Cultivating Competence
- Nimble organizations take active steps to improve upon the team’s skill level and encourage individuals to seek out professional development opportunities.
- A culture that is attuned to “building deep knowledge” onboards new hires that intend to make a career out of their time, not simply collect a paycheck.
- New hires are scrutinized in terms of their “resourcefulness and capacity to self manage” rather than their education or skill set.
- Education and skills can be learned on the job later while those characteristics are seemingly inherent.
- Team members should expect to float around many different departments, learning the ins and outs across a variety of specializations.
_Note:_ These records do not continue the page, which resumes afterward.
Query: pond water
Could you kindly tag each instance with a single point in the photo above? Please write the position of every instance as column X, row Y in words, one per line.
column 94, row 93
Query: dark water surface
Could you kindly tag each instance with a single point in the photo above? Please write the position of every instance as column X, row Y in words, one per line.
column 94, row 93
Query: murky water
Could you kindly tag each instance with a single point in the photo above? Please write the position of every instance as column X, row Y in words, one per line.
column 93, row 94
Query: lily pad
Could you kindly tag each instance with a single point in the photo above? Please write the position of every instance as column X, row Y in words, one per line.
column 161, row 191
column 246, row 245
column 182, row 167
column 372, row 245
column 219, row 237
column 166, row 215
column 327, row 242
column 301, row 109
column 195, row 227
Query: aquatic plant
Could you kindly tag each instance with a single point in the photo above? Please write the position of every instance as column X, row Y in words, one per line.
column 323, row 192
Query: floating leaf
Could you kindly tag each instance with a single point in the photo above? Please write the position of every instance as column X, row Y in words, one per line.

This keeps employees engaged, committed, and excited while simultaneously building a workforce that is better prepared to face any challenge that comes the organization’s way.
Collaboration
Teams or, worse still, individuals who work in a vacuum are a formula for stagnation. Organizations must ensure there exists a “dense network of lateral connections” that help “stitch together far-flung divisions with little or no top-down direction.”
Opportunities to work together must explicitly be arranged, such as annual learning visits to other branches or departments. But more importantly, leadership must promote collaboration on both a formal and informal basis.
This can be accomplished directly through policy, such as a “share everything” policy on transparency. It also helps to design “healthy competition” between teams in reaching particular goals that makes collaboration natural, easy, and fun.